Canon 915, however, in contrast with Canon 916, directs ministers of holy Communion to withhold the Sacrament, not from “sinners” per se (as if ministers could read souls!), but rather, from those who “obstinately persevere in manifest grave sin”. Now there is zero doubt but that, in Catholic tradition, attempting marriage following a civil divorce and/or entering a “same-sex marriage” is to undertake the kind of gravely wrong public action that triggers ministerial obligations under Canon 915. Thus, when Cupich (and he is not alone in talking this way) says “It’s not up to any minister who is distributing the Eucharist to make a decision about a person’s worthiness or lack of worthiness” he misses the point: a minister is not assessing personal “worthiness” when withholding holy Communion from one’s whose conduct is described in Canon 915, but rather, is acting in accord with an age-old sacramental discipline designed to protect both the Sacrament from the risk of possible sacrilege and the faith community from the harm of classical scandal caused by someone’s public contrarian conduct.

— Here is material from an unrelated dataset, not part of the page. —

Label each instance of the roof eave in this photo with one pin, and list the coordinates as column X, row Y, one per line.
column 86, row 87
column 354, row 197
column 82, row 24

Finally, recognizing the sharp differences between Canon 916 (impacting individuals) and Canon 915 (impacting ministers) allows us to make one last point: amid all the discussion of the primacy of conscience it seems almost forgotten that clergy have consciences, too. Many clerics, Deo gratias, and other ministers of the Eucharist, recognize the significance of their sacramental office and know—as all Catholics should know—that their actions, too, are carried out before a God who sees all. These ministers understand Church doctrine and discipline on marriage, Communion, conscience, and liturgical office, and they wish to act in accord with those teachings and laws, even in the face of growing pressure to disregard these considerations and despite the lack of support some experience from Church leadership.
Their consciences, too, I suggest, deserve respect.